Following treatment, patients who do have a higher risk of early progression I tend to see in the office a little more frequently than patients who do not have those risks up front. But all these models need to be further validated prospectively, and they have been evaluated in different settings. Some of the models were evaluated in the setting where only CHOP [cyclophosphamide, doxorubicin, vincristine, prednisone] or CVP [cyclophosphamide, vincristine, prednisone] were the backbone therapy. Other models included bendamustine and then were validated in a CHOP and CVP cohort. Some models only used rituximab as the anti-CD20 [antibody]. FLEX particularly included obinutuzumab in the GALLIUM study.

So there are differences, and a lot of times in clinical practice it is hard to pick one.
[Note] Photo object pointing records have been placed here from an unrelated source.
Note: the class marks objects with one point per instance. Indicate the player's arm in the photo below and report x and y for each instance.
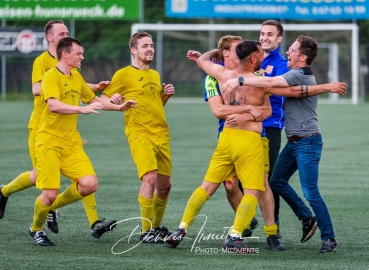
(279, 86)
(36, 88)
(56, 106)
(168, 91)
(98, 87)
(109, 106)
(238, 119)
(257, 81)
(300, 91)
(205, 63)
(220, 110)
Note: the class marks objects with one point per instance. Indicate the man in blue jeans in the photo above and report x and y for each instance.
(274, 64)
(303, 149)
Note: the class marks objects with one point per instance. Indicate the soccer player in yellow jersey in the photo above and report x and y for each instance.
(227, 50)
(54, 31)
(147, 133)
(58, 144)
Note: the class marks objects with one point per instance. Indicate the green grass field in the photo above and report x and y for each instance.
(343, 184)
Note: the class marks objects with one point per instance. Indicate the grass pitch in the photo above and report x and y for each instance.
(343, 183)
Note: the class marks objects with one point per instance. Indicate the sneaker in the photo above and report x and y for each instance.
(40, 238)
(162, 231)
(253, 225)
(100, 227)
(308, 228)
(51, 221)
(329, 246)
(274, 243)
(151, 236)
(234, 244)
(278, 230)
(176, 237)
(3, 201)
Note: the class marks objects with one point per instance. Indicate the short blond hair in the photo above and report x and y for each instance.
(225, 44)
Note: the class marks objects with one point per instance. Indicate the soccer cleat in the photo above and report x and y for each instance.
(308, 228)
(40, 238)
(162, 231)
(278, 229)
(274, 243)
(51, 221)
(100, 227)
(253, 225)
(329, 246)
(176, 237)
(234, 244)
(3, 201)
(151, 236)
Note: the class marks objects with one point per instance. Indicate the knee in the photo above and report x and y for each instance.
(230, 187)
(33, 176)
(47, 198)
(87, 185)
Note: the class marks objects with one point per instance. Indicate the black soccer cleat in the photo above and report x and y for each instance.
(40, 238)
(308, 229)
(3, 201)
(151, 236)
(274, 243)
(100, 227)
(162, 231)
(176, 237)
(329, 246)
(51, 221)
(248, 232)
(234, 244)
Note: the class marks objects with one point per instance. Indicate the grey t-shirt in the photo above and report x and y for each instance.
(300, 113)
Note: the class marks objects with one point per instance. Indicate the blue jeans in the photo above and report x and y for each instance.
(303, 155)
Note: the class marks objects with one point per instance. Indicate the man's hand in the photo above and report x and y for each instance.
(128, 104)
(116, 99)
(193, 55)
(338, 87)
(102, 85)
(237, 119)
(91, 108)
(257, 113)
(168, 89)
(230, 85)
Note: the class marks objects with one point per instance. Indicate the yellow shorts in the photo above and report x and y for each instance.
(32, 145)
(243, 150)
(71, 161)
(150, 155)
(266, 153)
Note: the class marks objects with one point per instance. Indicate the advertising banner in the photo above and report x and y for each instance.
(269, 9)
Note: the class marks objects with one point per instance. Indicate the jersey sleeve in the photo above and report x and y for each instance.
(50, 86)
(115, 85)
(281, 67)
(37, 71)
(211, 87)
(86, 93)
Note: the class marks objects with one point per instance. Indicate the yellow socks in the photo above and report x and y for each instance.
(21, 182)
(147, 212)
(89, 203)
(159, 206)
(39, 215)
(244, 214)
(194, 205)
(70, 195)
(270, 230)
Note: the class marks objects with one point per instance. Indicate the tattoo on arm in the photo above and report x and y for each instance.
(302, 93)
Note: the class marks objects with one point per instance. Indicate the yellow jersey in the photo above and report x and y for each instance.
(61, 129)
(42, 63)
(144, 86)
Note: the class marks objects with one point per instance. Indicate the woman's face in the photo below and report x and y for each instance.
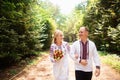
(60, 37)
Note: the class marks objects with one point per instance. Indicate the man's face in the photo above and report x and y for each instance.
(83, 33)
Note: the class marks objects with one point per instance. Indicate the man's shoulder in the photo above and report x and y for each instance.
(91, 42)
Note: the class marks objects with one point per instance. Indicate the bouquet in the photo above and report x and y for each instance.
(58, 54)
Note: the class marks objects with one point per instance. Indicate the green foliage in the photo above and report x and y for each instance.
(111, 59)
(21, 26)
(103, 19)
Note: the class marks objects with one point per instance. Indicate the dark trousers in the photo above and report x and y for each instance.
(81, 75)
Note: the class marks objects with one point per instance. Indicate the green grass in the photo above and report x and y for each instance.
(111, 59)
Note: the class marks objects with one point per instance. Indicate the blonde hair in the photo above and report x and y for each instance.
(57, 32)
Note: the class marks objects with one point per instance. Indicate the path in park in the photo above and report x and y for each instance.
(43, 71)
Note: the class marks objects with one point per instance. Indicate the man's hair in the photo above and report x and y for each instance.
(86, 28)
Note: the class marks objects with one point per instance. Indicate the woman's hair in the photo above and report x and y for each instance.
(57, 32)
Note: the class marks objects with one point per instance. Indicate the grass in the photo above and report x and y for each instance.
(111, 59)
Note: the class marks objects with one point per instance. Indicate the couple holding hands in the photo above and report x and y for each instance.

It will depend on the patient and what regimen is going to be used. Largely, I would recommend picking a model that physicians will be familiar with, has ease of use, and can be used for most patients without necessarily having to add more complex and costly tests to evaluate these patients.

Transcript edited for clarity.

A 60-Year-Old Man with Follicular Lymphoma

Initial presentation

A 60-year-old man presents with a 4-month history of fatigue, decreased appetite, occasional fevers, and a 7-lb unintentional weight loss

PMH: Unremarkable

PE: palpable right axillary lymph nodes, ~2.5 cm and bilateral cervical lymph nodes, ~3 cm, spleen palpable 4 cm below left costal margin

Clinical workup

Labs: ANC 1.6 x 10^9, WBC 11.4 x 10^9, lymphocytes 42%, HB 9.7 g/dL, plt 97 x10^9, LDH 402U/L, 3.4 B2M ug/mL; HBV negative

Excisional biopsy of axillary lymph node on IHC showed CD20+, CD3+, CD5+, BCL2+, Follicular lymphoma grade 2

Bone marrow biopsy showed paratrabecular lymphoid aggregates, 38% involvement

Cytogenetics: t(14:18) (Q32;q21)

Molecular testing: EZH2 wild type

PET/CT showed right axillary, bilateral cervical, and mediastinal lymphadenopathy (3.1 cm, 3.1 cm, and 2.6 cm respectively)

Ann Arbor Stage IV, ECOG PS is 1

Treatment

Patient was treated with obinutuzumab plus cyclophosphamide, doxorubicin, vincristine, and prednisone (CHOP) chemotherapy. He completed 6 cycles and treatment was well tolerated.

He continued on obinutuzumab maintenance.

19 months later, he complains of fevers, chills, and worsening fatigue.